Now the big question is: where can I buy one - and be sure it's a good size?
Are there any really reliable suppliers out there - in the UK?
Thanks in advance,
                         Peejay


----------



## tabor (Jun 13, 2009)

Look in to H. paucidens as they have become more common than troglodytes in recent years.

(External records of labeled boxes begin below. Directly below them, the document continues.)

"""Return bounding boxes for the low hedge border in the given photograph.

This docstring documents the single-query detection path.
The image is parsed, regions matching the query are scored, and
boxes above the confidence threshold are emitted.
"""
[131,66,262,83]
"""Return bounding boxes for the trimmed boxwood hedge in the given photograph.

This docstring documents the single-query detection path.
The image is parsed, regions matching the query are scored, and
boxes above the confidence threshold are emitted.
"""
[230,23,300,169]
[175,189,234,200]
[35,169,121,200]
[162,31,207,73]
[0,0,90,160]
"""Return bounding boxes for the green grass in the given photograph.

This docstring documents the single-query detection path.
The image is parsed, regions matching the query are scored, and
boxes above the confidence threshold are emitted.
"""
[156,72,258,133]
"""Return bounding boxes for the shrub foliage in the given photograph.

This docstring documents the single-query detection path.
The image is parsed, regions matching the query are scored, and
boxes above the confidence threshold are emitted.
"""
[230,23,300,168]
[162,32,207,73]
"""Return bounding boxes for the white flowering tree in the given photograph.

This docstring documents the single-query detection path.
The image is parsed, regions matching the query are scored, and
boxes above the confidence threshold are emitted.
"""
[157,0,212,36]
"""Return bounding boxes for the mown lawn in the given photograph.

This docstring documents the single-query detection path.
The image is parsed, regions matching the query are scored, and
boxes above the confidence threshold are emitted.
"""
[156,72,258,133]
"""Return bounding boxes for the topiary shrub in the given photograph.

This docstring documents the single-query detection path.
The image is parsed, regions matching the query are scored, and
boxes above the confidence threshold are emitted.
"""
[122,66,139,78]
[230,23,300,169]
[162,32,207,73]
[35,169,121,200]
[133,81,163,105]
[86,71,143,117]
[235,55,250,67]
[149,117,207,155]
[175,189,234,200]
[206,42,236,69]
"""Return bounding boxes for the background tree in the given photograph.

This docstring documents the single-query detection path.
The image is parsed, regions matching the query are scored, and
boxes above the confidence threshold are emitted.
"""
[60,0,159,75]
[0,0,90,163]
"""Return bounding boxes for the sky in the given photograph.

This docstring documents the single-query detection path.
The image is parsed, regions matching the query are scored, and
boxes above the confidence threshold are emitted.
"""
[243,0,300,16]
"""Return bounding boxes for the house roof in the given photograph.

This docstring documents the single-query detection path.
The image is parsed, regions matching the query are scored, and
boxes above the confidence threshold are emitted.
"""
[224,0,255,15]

Having said this, his supposedly reputable site in germany that ships anywhere in the EU has some but they are a very expensive store. I PM'd you the link.


----------



## peejay (Jun 14, 2009)

Tabor,
Thanks for telling me about that supplier - he's got troglodytes, and a lot of really interesting inverts.
                                   Peejay


----------



## BelfastScorpion (Jun 15, 2009)

tabor said:


> Look in to H. paucidens as they have become more common than troglodytes in recent years.
> 
> Having said this, his supposedly reputable site in germany that ships anywhere in the EU has some but they are a very expensive store. I PM'd you the link.


Hi Tabor,

Would it be possible for you to send me the link too mate?

Thanks


----------



## Lucozade3000 (Jun 15, 2009)

Err, could i get that too please?
thanx
-J


----------



## tabor (Jun 15, 2009)

yes i will PM it to you too, the only reason I am doing it is I can't tell if they ship to the US or not (i know they ship to all of the EU, and the site is in english), but i wouldnt want to publicly post a site practicing activities that could get board members here in the US in trouble without knowing any better.

PM sent.


----------



## BelfastScorpion (Jun 16, 2009)

tabor said:


> yes i will PM it to you too, the only reason I am doing it is I can't tell if they ship to the US or not (i know they ship to all of the EU, and the site is in english), but i wouldnt want to publicly post a site practicing activities that could get board members here in the US in trouble without knowing any better.
> 
> PM sent.


Hi Tabor,

Sorry to bother you again, but I don't seem to have recieved your PM.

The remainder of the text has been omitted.